Kleve 1615 - Amsterdam 1660


Govert (or Govaert) Flinck was a pupil of the Mennonite preacher and artist Lambert Jacobsz in Leeuwarden, alongside Jacob Backer, who was a few years older. The two young artists then travelled together to Amsterdam, where Flinck worked in the workshop of the art dealer Hendrick Uylenburgh. It was probably there that he met Rembrandt, who also worked for Uylenburgh. Flinck spent about a year in Rembrandt’s studio, probably between 1635 and 1636, working alongside artists such as Ferdinand Bol, before becoming an independent master. While his paintings of the mid-1630s and early 1640s are much indebted to Rembrandt’s manner (indeed, several of his portraits were once attributed to the master), by the later 1640s he had begun to paint in a lighter, more classical and courtly style and had secured a reputation as one of the foremost portrait and history painters in Amsterdam. Flinck received a number of important public commissions in the 1640s, and also was much in demand as a portrait painter. By the end of the 1650s he was enjoying a reputation as arguably the leading society painter in Amsterdam, culminating in a commission for twelve history paintings to decorate the Amsterdam Town Hall. His sudden death in 1660, at the age of just forty-five, came at the very height of his highly successful and lucrative career.
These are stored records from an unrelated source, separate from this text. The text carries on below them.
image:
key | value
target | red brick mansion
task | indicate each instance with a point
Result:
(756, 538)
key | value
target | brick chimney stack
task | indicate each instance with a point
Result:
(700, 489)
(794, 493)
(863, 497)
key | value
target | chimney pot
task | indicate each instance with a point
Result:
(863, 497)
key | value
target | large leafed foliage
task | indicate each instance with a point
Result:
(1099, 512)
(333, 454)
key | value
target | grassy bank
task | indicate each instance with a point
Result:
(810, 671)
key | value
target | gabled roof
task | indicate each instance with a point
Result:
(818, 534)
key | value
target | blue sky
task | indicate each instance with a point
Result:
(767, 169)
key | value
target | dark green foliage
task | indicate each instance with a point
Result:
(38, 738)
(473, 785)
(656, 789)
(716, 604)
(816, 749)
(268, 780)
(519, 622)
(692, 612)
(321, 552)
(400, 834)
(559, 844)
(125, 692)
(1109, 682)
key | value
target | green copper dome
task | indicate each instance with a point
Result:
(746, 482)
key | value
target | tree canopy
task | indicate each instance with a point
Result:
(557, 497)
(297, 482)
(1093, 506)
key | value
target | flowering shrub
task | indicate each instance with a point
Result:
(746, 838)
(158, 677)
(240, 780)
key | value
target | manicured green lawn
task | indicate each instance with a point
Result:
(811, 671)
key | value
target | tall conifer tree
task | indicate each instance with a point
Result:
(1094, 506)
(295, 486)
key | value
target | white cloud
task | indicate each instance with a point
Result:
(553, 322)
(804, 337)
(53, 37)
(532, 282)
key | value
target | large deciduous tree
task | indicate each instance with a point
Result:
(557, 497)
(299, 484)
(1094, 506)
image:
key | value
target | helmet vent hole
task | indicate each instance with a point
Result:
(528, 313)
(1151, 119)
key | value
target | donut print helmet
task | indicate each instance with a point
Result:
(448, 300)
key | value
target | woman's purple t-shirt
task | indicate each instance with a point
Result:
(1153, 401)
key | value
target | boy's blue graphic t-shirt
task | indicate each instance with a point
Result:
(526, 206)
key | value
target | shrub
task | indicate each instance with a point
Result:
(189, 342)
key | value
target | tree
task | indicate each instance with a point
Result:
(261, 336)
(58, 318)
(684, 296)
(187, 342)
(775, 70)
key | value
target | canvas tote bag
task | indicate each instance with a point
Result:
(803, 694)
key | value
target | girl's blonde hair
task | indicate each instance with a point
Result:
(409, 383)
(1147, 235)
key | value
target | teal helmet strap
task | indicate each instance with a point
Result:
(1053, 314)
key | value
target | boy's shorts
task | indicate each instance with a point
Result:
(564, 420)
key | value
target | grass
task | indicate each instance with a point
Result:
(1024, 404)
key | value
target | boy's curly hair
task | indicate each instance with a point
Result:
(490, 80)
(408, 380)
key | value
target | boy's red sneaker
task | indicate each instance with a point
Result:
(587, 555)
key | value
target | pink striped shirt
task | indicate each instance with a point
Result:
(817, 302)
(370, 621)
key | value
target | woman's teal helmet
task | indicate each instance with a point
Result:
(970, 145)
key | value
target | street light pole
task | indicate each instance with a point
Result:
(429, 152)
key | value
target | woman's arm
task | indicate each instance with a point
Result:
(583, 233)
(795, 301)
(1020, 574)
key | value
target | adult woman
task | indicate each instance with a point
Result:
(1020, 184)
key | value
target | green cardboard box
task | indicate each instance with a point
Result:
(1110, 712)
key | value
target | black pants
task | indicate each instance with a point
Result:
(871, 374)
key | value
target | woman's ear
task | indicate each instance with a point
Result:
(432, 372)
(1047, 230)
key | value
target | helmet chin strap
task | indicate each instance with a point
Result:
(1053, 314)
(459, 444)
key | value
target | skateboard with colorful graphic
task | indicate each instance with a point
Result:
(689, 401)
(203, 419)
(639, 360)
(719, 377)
As a draughtsman, Govert Flinck produced around 120 drawings; mainly individual life studies of both nude and clothed male or female figures, drawn in black and white chalk on blue paper, as well as landscapes, Biblical scenes and portraits. While most of Flinck’s extant drawings are in black chalk (and, occasionally, red chalk), drawings in pen and ink - both with and without wash - are relatively few in number. Almost all of Flinck’s surviving drawings can be dated to the years following his apprenticeship with Rembrandt. His earliest signed and dated drawing - a standing man in Eastern costume, drawn in 1638 - is in fact his only known dated drawing from the decade of the 1630s.